The pieces of photographic film being used weren't all exactly the same size. They were only cut roughly the same size and were not measured. This would have caused inaccuracy because the concentration of the substrate was to be kept exactly the same for each experiment in order for it to be fair. If the pieces of photographic film were not exactly the same size then this means that the concentration was slightly altered which may cause inaccurate results. This could've been improved if the pieces of photographic film were accurately measured exactly the same size each.

The experiments were conducted on three different days. This is inaccurate because the efficiency of the enzymes would decrease with time and may cause the trypsin not to catalyse the breakdown of gelatine as efficiently the second time as it did the first time. This could've been improved if a new solution of trypsin was used each lesson.

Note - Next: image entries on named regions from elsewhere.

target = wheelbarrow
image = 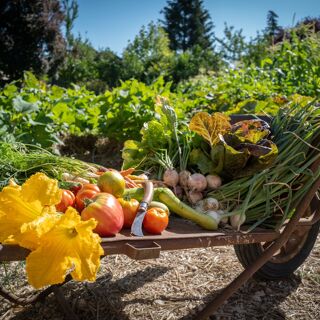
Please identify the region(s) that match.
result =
[0,116,320,319]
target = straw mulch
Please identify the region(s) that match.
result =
[0,236,320,320]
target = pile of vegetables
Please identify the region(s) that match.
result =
[123,99,319,230]
[209,101,320,230]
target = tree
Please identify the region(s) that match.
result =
[0,0,65,81]
[216,23,247,62]
[161,0,213,52]
[123,22,173,83]
[62,0,79,50]
[265,10,280,38]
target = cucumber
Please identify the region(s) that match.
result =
[149,201,170,217]
[124,188,218,230]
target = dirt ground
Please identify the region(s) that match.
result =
[0,236,320,320]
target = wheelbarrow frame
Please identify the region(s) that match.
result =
[0,115,320,320]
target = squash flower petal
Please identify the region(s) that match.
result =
[21,172,62,206]
[15,213,61,250]
[0,173,61,243]
[26,207,104,288]
[0,186,42,242]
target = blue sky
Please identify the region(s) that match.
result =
[73,0,320,54]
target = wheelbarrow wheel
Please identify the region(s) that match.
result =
[234,221,320,280]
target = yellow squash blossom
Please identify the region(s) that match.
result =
[0,173,62,245]
[26,207,103,288]
[0,173,103,288]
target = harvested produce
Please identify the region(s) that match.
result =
[97,170,126,198]
[0,142,99,189]
[163,169,179,188]
[148,201,170,217]
[187,190,203,204]
[81,193,124,237]
[188,173,207,192]
[196,197,219,212]
[179,170,191,188]
[143,207,169,234]
[118,198,139,228]
[124,188,218,230]
[56,190,76,212]
[210,102,320,230]
[206,174,222,189]
[76,183,101,212]
[0,172,103,289]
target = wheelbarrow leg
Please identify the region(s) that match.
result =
[195,170,320,320]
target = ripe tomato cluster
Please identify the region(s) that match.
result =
[56,170,169,237]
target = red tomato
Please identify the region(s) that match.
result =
[69,182,82,196]
[76,183,100,212]
[81,193,124,237]
[118,198,140,228]
[143,208,169,234]
[56,189,75,212]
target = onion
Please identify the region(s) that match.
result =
[187,191,203,204]
[173,185,183,199]
[206,174,222,189]
[188,173,207,191]
[206,210,221,225]
[138,173,149,180]
[217,210,229,224]
[230,214,246,230]
[179,170,191,188]
[203,198,219,211]
[163,169,179,188]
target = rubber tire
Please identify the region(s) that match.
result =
[234,221,320,280]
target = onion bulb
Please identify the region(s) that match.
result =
[163,169,179,188]
[203,197,219,211]
[173,185,183,199]
[187,191,203,204]
[138,173,149,180]
[188,173,207,192]
[217,210,229,224]
[206,174,222,189]
[230,214,246,230]
[179,170,191,188]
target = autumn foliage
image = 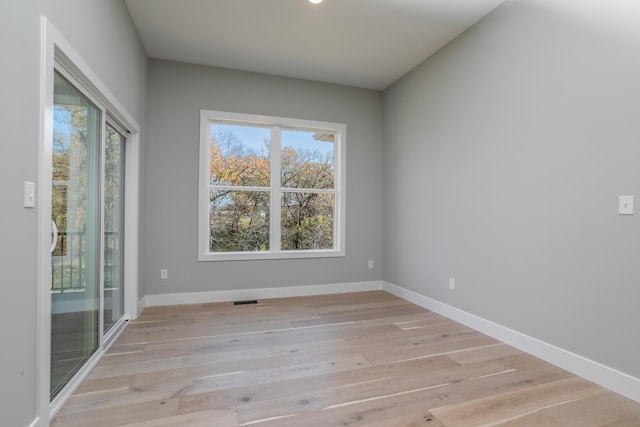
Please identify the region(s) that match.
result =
[209,132,335,252]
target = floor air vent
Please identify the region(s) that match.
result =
[233,299,258,305]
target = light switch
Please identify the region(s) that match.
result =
[618,196,633,215]
[24,181,36,208]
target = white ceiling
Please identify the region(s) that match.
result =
[125,0,504,90]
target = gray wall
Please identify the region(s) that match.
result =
[384,0,640,377]
[142,60,383,295]
[0,0,147,426]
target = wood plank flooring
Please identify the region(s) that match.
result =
[51,292,640,427]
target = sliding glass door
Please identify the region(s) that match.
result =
[102,123,125,333]
[50,71,125,399]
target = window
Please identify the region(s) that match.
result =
[198,110,346,261]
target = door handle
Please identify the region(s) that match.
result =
[51,220,58,253]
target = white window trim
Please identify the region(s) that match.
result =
[198,110,347,261]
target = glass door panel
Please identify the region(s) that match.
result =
[50,72,102,398]
[102,123,125,332]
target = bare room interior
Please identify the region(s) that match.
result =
[0,0,640,427]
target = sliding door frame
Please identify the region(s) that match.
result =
[37,17,140,427]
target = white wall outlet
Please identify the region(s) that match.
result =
[618,196,633,215]
[24,181,36,208]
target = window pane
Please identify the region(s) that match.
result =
[280,130,335,189]
[209,123,271,187]
[281,192,335,251]
[209,190,270,252]
[49,72,102,398]
[103,123,126,332]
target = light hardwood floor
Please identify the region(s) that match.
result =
[51,292,640,427]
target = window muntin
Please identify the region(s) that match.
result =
[199,110,346,261]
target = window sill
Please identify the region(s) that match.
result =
[198,249,345,262]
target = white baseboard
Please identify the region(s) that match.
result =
[138,281,382,309]
[135,295,148,319]
[382,282,640,402]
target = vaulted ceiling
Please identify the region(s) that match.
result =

Our experiment could have also been more accurate and time efficient if we had organised things before hand and allocated each person in the group with one or two things to do i.e. like the construction line in factories. This would be more precise as the same person is doing the same thing each time and it prevents human error because different people may do things slightly differently. It would've also been a lot less time consuming and we may have had time to do more experiments e.g. 10 oc or 70 oc, it would give us clearer results and a more accurate conclusion.